Mr. Cuomo’s restrictions were quickly rebuked by Orthodox Jewish lawmakers, all Democrats, who said the new rules unfairly targeted Jews and included a “duplicitous bait-and-switch” on new rules surrounding synagogues. In a statement, they described the governor’s rhetoric in recent days as “irresponsible and pejorative, particularly to a community of Holocaust survivors and their descendants.”

On Thursday, Agudath Israel of America, a prominent Orthodox group, and the Roman Catholic Diocese of Brooklyn each filed suit in Federal District Court in Brooklyn, claiming their First Amendment rights had been violated.

By then, protesters had already been demonstrating for two nights in the streets of the Borough Park neighborhood of Brooklyn, lighting fires, burning masks and attacking a local journalist. In remarks on Thursday, Mr. Cuomo decried the lack of enforcement from New York City police.

“If we had enforced the law,” he said, “we wouldn’t be here.”

Two separate judges later upheld Mr. Cuomo’s new restrictions.

Credit...Dave Sanders for The New York Times

Whether the crackdown reduces the number of virus cases may depend on the level of cooperation from Orthodox Jewish leaders.

But city officials worried whether the governor’s actions might alienate and discourage cooperation in a conservative Orthodox community where some members look askance at dictums from secular governments.

“I am very worried that we have completely lost trust with the most impacted communities and that it’s going to undermine our public health efforts,” said Mark D. Levine, a Manhattan councilman who leads the health committee. “The rollout of this policy, which was going to be extremely sensitive in the best of circumstances, only further eroded that trust.”

In announcing his plan, Mr. Cuomo, a Catholic, said he had taken the action against the communities because he loved them and wanted to protect them, quoting the Torah about “how certain religious obligations can be excused, if you are going to save a life.”

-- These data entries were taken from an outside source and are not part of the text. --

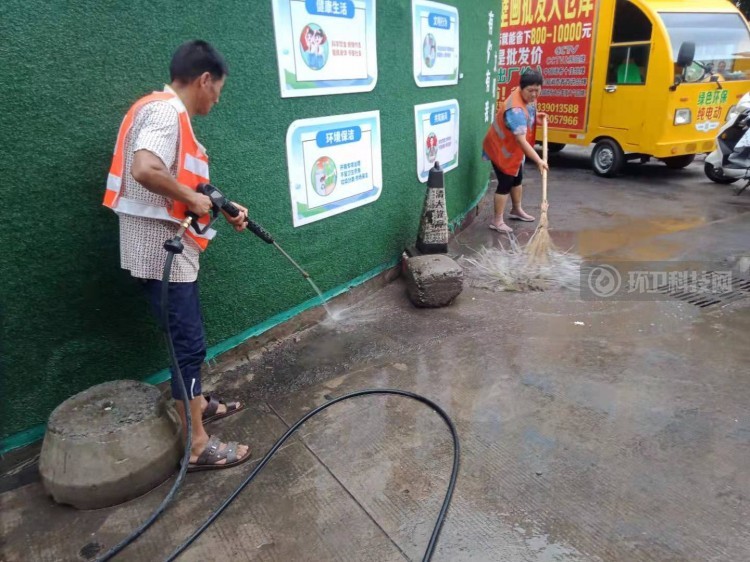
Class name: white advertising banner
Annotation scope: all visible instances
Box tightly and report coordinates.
[286,111,383,227]
[414,100,460,183]
[272,0,378,98]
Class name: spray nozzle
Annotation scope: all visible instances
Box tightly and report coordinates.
[197,183,273,244]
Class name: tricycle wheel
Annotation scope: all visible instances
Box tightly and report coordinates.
[591,139,625,178]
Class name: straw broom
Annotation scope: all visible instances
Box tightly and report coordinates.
[526,116,556,264]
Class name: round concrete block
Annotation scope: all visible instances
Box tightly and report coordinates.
[405,254,464,308]
[39,381,183,509]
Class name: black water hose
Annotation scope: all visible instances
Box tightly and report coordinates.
[165,388,461,562]
[97,209,461,562]
[96,252,193,562]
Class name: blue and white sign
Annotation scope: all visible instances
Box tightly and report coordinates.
[286,111,383,227]
[414,100,459,183]
[411,0,459,88]
[272,0,378,98]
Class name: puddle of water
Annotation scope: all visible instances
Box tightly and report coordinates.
[575,215,706,261]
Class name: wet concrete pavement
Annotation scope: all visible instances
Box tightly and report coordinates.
[0,148,750,562]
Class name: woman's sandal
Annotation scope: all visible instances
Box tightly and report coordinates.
[187,435,251,472]
[201,394,245,423]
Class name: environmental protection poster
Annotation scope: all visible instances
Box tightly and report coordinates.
[497,0,597,132]
[414,100,459,183]
[272,0,378,98]
[286,111,383,227]
[411,0,459,88]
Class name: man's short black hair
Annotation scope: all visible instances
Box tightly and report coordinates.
[169,39,229,84]
[521,68,544,90]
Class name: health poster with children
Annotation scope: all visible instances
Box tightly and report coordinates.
[414,100,459,183]
[286,111,383,227]
[411,0,458,88]
[272,0,378,98]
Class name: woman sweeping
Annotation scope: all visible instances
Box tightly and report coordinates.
[482,70,549,233]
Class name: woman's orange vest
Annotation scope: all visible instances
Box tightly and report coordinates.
[103,91,216,250]
[482,88,536,177]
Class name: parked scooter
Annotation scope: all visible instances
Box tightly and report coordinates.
[703,93,750,195]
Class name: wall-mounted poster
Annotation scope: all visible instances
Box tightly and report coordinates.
[411,0,458,88]
[414,100,459,183]
[272,0,378,98]
[286,111,383,227]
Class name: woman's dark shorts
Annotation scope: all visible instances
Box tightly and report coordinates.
[492,164,523,195]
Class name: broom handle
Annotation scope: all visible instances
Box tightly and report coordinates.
[542,115,547,203]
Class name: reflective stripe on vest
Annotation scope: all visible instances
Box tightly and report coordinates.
[482,89,536,176]
[103,92,216,250]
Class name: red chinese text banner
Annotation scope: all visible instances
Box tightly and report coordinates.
[497,0,596,131]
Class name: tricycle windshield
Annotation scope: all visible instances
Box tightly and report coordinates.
[659,12,750,82]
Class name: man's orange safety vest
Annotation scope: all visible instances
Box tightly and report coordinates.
[103,91,216,250]
[482,88,536,177]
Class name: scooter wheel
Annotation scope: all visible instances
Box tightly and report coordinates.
[703,162,739,185]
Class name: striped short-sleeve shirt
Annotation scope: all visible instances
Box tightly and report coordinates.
[119,88,200,283]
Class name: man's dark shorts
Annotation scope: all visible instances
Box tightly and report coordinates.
[492,164,523,195]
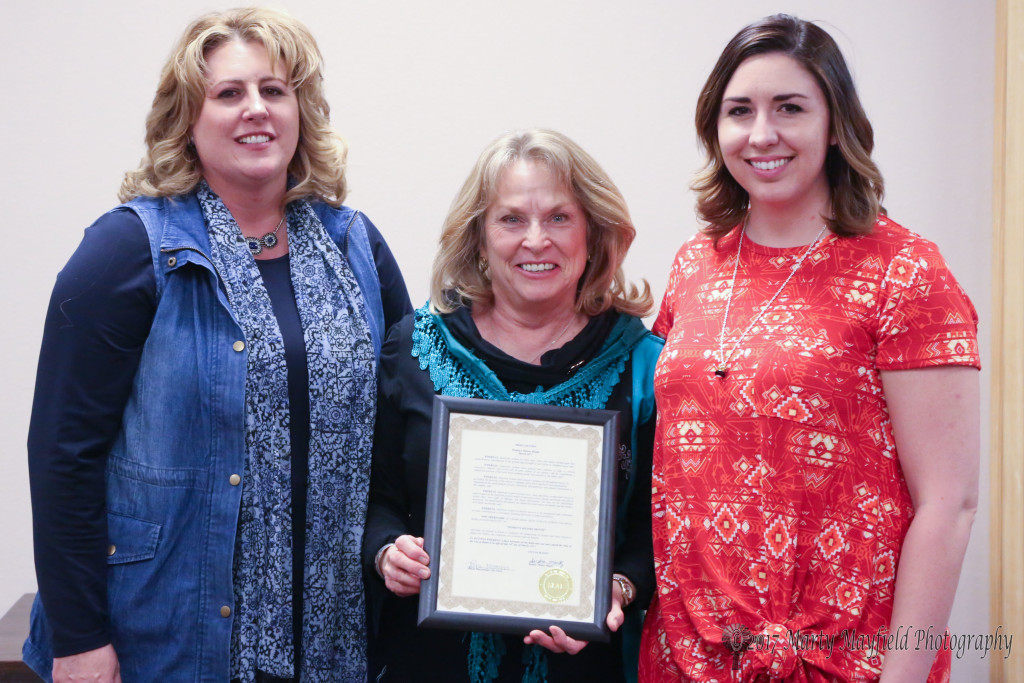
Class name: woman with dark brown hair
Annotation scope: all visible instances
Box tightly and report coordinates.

“This is about saving a life,” the governor said.

State Senator Simcha Felder, a Democrat who has also worked closely with Republicans over the years, said he had no opinion on the governor’s sense of Judaic teaching, but had another piece of scripture in mind.

“I highly recommend the governor read the Bible’s story of David and Goliath,” Mr. Felder said. “It really doesn’t end that well for Goliath.”